There are now two calls, one on Village Green Circle and another on Hunting Lane, both on the north end of the island.  I drive through the dark, down streets covered with Spanish moss, leaves and needles, but no real obstacles.  That all changes as I enter the Marshwood section of the island, that changes.  I dodge limbs and then pull to a stop behind the firetruck.  In front of us is a mass of trees in the middle of the road.  Ben and Shawn, who had stayed at the station overnight, brought out Engine 9 and are among the debris along with a couple of workers from the association.  Together, we worked to clear the road.  I haul limbs to the side and hold a flashlight for Ben who has the chainsaw.  It’s slow going.  After a bit of hard work, without making much headway, one of the workers for the association suggests that it would be a good idea to get out the backhoe.  We agree!  It would make things easier. 

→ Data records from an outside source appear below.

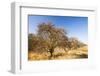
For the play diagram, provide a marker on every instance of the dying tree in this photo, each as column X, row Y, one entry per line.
column 52, row 36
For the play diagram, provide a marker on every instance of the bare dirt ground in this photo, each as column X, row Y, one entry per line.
column 60, row 54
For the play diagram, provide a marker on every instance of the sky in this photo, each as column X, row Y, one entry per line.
column 75, row 26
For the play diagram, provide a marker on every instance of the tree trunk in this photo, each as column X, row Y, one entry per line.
column 51, row 52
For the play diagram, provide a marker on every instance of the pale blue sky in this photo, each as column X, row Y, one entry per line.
column 75, row 26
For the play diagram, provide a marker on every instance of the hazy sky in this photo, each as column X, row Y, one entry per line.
column 75, row 26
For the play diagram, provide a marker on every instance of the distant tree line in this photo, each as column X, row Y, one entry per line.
column 49, row 37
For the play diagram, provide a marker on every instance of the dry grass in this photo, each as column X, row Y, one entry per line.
column 60, row 54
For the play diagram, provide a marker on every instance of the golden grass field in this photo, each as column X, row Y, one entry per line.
column 60, row 54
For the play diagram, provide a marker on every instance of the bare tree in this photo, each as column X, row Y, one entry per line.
column 53, row 36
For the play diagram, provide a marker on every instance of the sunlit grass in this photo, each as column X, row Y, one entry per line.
column 60, row 55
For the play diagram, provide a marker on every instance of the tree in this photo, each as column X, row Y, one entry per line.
column 73, row 43
column 52, row 36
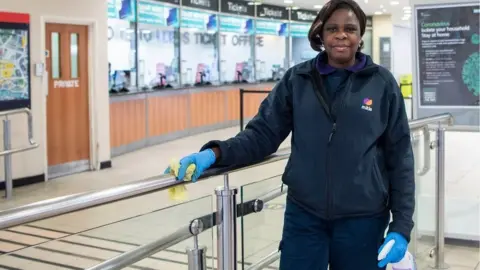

On Hunting, as the sky lightens
We continue to cut and haul for the next fifteen or so minutes, but soon he’s back.  Instead of a digging arm, he’s put on claws that allows him to effortlessly grab logs and move them aside.  We walk along the backhoe so that we can cut logs that are too long for him to handle.  In ten or fifteen minutes, we have a path through the down trees and are able to make it to Hunting Lane.  We find a couple with two trees on their home.  “What took you so long, they ask?”  There isn’t really anything we can do and the trees look unstable.  Looking around, I see other trees that are broken.  One is a live oak about four feet in diameter with a crack at its base.  It’s leaning toward their neighbor’s house.  I go over and see a light on in the back (the entire island has underground utilities so electricity has stayed on despite an obvious tornado.  In his backyard, I realize he’s lost part of a porch.  I tell him about the other tree, but he doesn’t seem too worried and says he’ll stay in the far end of his house.  As we head back to the truck, I realize that it’s getting a little lighter.  Also, the rain has stopped.  We look around and can’t believe the devastation.  We head over to where a truck and crew from the station at the north end of the island are working.  Move devastation. This wasn’t supposed to be a bad storm.
The only home I saw that lost a roof
A natural area, notice the twisted pines

For the rest of the morning, we’re constantly being called out to help clear a fallen tree from a road or to help someone get their vehicle out of a garage that’s blocked.  One house has a gas lantern by the street, which has been knocked out by a fallen tree.  Gas is coming out and the woman of the house sacred her house might blow up.  I assure her she’s okay and eventually find the shut off valve for the lantern.  Other homes with major damage have no one at home and we cut the power and gas just in case.   Sadly, one of the homes destroyed was my secretary’s and her husband.  They told of how scary it was to have the skylights sucked out as the storm passed over. 
A stray tree on a house outside of tornado area
Our last storm related call is around 1 PM.  The eye has already passed us and the rain has abated.  At home, I check the gage and we’ve received 3.41 inches of rain in the past twenty-four hours.  Combined with yesterday’s 1.65 inches, we’ve received a little over five inches in two days.   After a dry summer, we can use the water.  Thankfully, there are only small branches, pine cones and leaves down at my house.  Labor Day will be a day of laboring for many of us on the island as we clean up from the storm. 

Driving through the tornado area after a fire call
This was later in the morning after the street had been cleared
A few days later, the National Weather Service published a bulletin on the storm.  It was an EF-1 tornado which developed over Romerly Marsha and moved westward for 1.3 miles, or about half way across the island.  The maximum winds were only 110 miles per hour, which while doing a number on trees didn’t flatten any houses.  The storm, at its largest, was 350 yards wide.  Although there were a number of trees down on the rest of the island, most of the major damage to homes were in the tornado’s path.  Thankfully, no one was hurt.